Other notable deaths

Other notable deaths

September 12, 2006

King Taufa'ahau Tupou IV, 88, a towering figure in Tonga for four decades, has died in a New Zealand hospital, the tiny Pacific Island nation announced yesterday.

His death ended one of the world's longest reigns by a monarch in modern times. He ruled for 41 years.

King Toupou IV died after a long, unspecified illness in a hospital where he had spent most of the past several months, plunging the remote country into a mourning period expected to last months, the Tongan government said.

The end of Tupou IV's reign is likely to fuel a push for more democracy in the near-feudal kingdom. The royal family has ruled with absolute power since tribal groups on more than 170 Polynesian islands united into a single kingdom in 1845.

Tupou IV benefited from a historical reverence for the monarchy. That sentiment has waned in recent years as most people languished in poverty even as the royal family enriched itself from the nation's meager resources, fell prey to criminal schemes and oversaw bad economic decisions.

Tupou IV ascended the throne in 1965 after his mother, Queen Salote, died.

At age 14, he was one of Tonga's top athletes; he could pole vault more than 9 feet, played tennis, cricket, rugby and also rowed competitively in a racing skiff.

But like many of his countrymen, he became obese and remained so for most of his adult life.

In the 1990s, Tupou IV led his 108,000 people on a diet and exercise regime aimed at cutting the levels of fat in a nation where coconut flesh and mutton flaps are dietary staples.

From a weight listed in the Guinness Book of Records as the heaviest for any monarch -- 462 pounds -- the king shed about 154 pounds.

Clair Burgener, 84, who served the San Diego area in the U.S. House of Representatives for five terms, died Saturday in Encinitas, Calif., of complications from Alzheimer's disease.

An ally and friend of presidents Richard Nixon, Gerald Ford and Ronald Reagan, Mr. Burgener served the staunchly Republican former 43rd Congressional District -- covering parts of San Diego, Imperial and Riverside counties -- from 1973 to 1983.

He was in the minority party for all but nine months of his political career, which included stints on the San Diego City Council and California legislature.

Usually a reliable conservative voter, Mr. Burgener broke ranks with his party in the late 1970s to support the Equal Rights Amendment. He also was one of only 29 Republicans to vote against the confirmation of Nelson Rockefeller as President Ford's vice president.

But he was best-known for defeating Ku Klux Klan leader Tom Metzger, the Democratic candidate, for election to his final term in Congress in 1980.

The race was never close -- Metzger had little money, few volunteers and virtually no support among Democrats. But it received national media attention and caused many sleepless nights for Mr. Burgener, who later expressed worries that he might have somehow lost to the white supremacist.

Mr. Burgener won 86 percent of the vote and broke a 40-year-old record for votes received in a House race.
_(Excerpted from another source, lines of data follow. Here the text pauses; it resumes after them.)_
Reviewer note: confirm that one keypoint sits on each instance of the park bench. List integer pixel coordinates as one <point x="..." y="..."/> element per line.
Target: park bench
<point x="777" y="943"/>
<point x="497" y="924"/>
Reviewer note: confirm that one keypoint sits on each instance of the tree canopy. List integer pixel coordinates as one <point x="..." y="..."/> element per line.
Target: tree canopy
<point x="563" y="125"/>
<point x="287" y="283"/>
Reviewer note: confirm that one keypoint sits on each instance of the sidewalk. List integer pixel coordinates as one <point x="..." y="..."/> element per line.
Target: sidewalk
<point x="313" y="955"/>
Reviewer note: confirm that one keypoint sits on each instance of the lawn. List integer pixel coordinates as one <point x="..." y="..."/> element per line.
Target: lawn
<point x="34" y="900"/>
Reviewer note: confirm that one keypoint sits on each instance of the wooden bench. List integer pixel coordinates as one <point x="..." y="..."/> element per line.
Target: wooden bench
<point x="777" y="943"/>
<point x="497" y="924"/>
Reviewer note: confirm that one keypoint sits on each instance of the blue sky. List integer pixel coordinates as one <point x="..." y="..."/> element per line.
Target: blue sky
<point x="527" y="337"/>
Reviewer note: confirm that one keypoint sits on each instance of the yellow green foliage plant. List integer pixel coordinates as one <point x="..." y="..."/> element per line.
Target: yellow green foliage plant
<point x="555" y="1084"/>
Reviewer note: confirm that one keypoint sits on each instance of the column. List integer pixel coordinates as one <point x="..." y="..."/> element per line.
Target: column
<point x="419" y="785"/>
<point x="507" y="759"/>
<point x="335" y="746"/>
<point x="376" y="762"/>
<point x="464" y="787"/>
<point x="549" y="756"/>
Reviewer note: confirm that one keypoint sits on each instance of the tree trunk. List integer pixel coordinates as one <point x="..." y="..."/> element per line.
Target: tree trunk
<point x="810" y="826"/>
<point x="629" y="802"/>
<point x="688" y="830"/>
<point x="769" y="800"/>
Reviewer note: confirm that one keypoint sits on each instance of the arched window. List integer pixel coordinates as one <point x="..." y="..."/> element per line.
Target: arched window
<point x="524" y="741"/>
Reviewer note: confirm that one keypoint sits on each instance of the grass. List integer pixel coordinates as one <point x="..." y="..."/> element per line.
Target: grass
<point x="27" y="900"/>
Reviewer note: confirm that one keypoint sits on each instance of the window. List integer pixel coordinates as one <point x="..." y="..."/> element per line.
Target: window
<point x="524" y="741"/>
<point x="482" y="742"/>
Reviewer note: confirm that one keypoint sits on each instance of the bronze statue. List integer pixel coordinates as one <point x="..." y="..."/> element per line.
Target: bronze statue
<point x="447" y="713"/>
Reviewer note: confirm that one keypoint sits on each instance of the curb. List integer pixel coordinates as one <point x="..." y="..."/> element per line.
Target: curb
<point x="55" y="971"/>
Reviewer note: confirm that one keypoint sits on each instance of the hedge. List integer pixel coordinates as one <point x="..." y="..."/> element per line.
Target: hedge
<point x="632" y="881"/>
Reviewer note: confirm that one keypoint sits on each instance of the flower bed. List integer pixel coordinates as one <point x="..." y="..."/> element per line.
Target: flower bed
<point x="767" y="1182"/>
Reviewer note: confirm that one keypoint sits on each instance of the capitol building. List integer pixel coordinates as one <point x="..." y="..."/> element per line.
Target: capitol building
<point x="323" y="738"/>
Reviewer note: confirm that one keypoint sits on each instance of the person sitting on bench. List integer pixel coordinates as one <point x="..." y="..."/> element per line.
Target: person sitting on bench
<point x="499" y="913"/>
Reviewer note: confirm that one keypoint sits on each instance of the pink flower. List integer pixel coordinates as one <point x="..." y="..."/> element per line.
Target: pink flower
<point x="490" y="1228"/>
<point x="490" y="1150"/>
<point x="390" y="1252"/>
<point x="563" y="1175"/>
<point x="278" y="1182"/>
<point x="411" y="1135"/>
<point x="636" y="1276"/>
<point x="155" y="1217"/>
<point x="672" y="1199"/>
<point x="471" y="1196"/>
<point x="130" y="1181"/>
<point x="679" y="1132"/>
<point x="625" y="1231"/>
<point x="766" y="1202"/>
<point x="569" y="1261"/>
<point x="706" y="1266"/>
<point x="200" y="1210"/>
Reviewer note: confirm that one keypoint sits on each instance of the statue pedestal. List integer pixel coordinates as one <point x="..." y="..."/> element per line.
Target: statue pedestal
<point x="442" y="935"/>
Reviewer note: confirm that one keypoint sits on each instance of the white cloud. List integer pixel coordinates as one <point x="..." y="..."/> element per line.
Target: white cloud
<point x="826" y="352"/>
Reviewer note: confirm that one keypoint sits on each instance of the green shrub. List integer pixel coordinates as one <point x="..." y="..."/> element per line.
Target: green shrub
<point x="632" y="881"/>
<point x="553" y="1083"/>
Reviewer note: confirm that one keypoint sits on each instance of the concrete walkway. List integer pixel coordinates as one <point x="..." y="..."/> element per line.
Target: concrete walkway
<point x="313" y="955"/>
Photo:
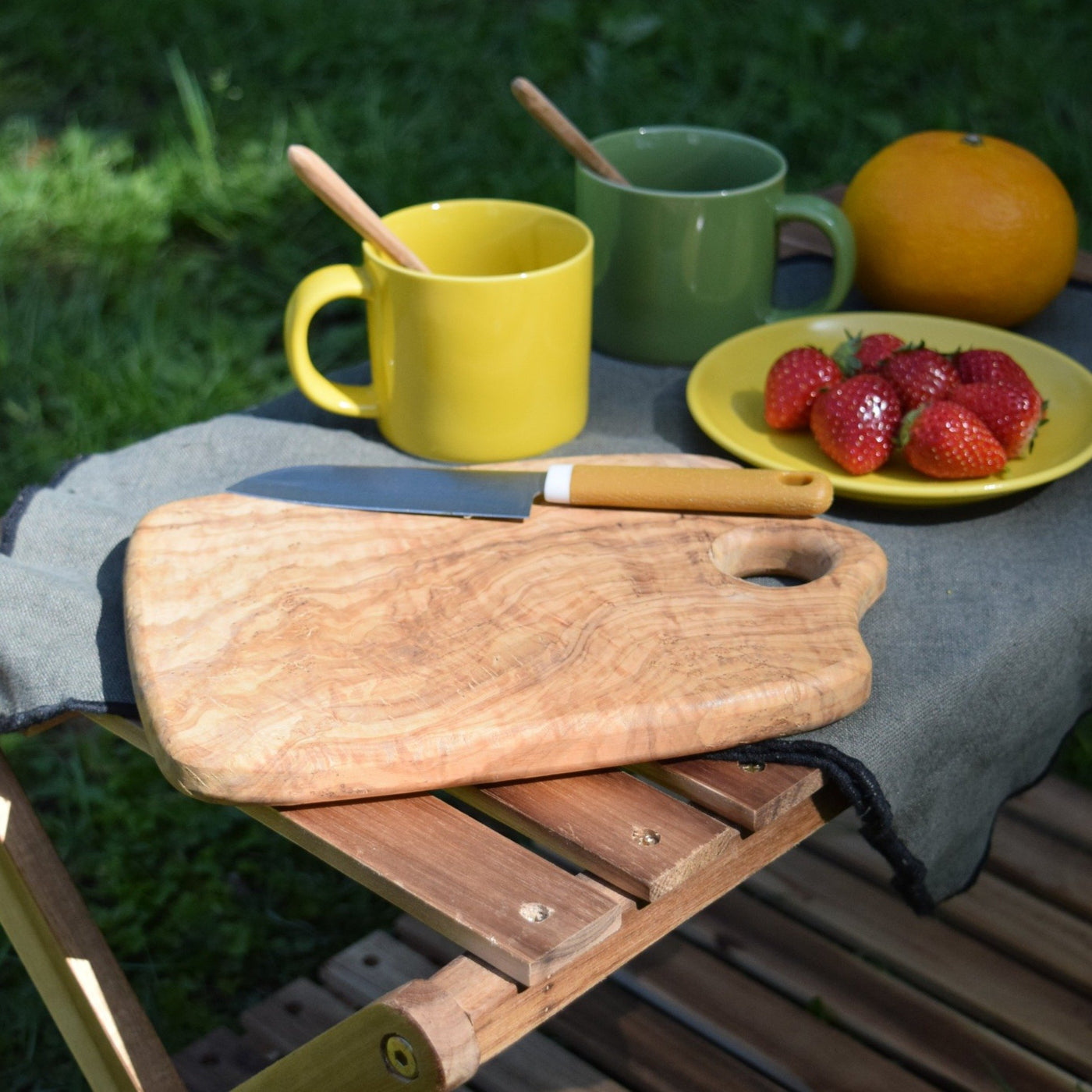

Astrid Varnay, 88, the Swedish-American soprano who made her Metropolitan Opera debut virtually without rehearsal in a nationally broadcast performance and went on to sing for half a century, died of a pericardial infection Sept. 4 in a hospital in Munich, Germany, where she had resided since the 1950s.

She was a contemporary of some of the great Wagnerian sopranos, singing in an era that included Kirsten Flagstad, Birgit Nilsson, Helen Traubel and Martha Moedl.

She got her break on Dec. 6, 1941 -- a day before the Japanese attack on Pearl Harbor -- when she filled in for an indisposed Lotte Lehmann as Sieglinde in Wagner's Die Walkuere in a performance conducted by Erich Leinsdorf that was broadcast nationally on radio. She would sing some 200 performances with the Metropolitan Opera over her career.

Gyorgy Faludy, 95, a poet and translator considered one of Hungary's greatest literary figures of the past century, died Sept. 1 in his Budapest home.

Mr. Faludy, who fled the both the Nazis and the communists and whose works were banned in his home country for decades, first gained acclaim in the mid-1930s for his translations of the ballads of the 15th-century French poet Francois Villon.

He left Hungary in 1938 fearing rising intolerance against Jews and hostility to his political views. He returned after World War II and was imprisoned in 1950 on false charges by Hungary's Stalinist regime. He was released in 1953. He left Hungary in 1956 after that year's anti-communist uprising and spent the next 33 years in exile, first in Europe and later mainly in Toronto, where he obtained Canadian citizenship. He returned to Hungary in 1989.

Peter Greenough, 89, a journalist and the husband of opera soprano Beverly Sills for nearly a half-century, died Wednesday at a Manhattan hospital after a long illness.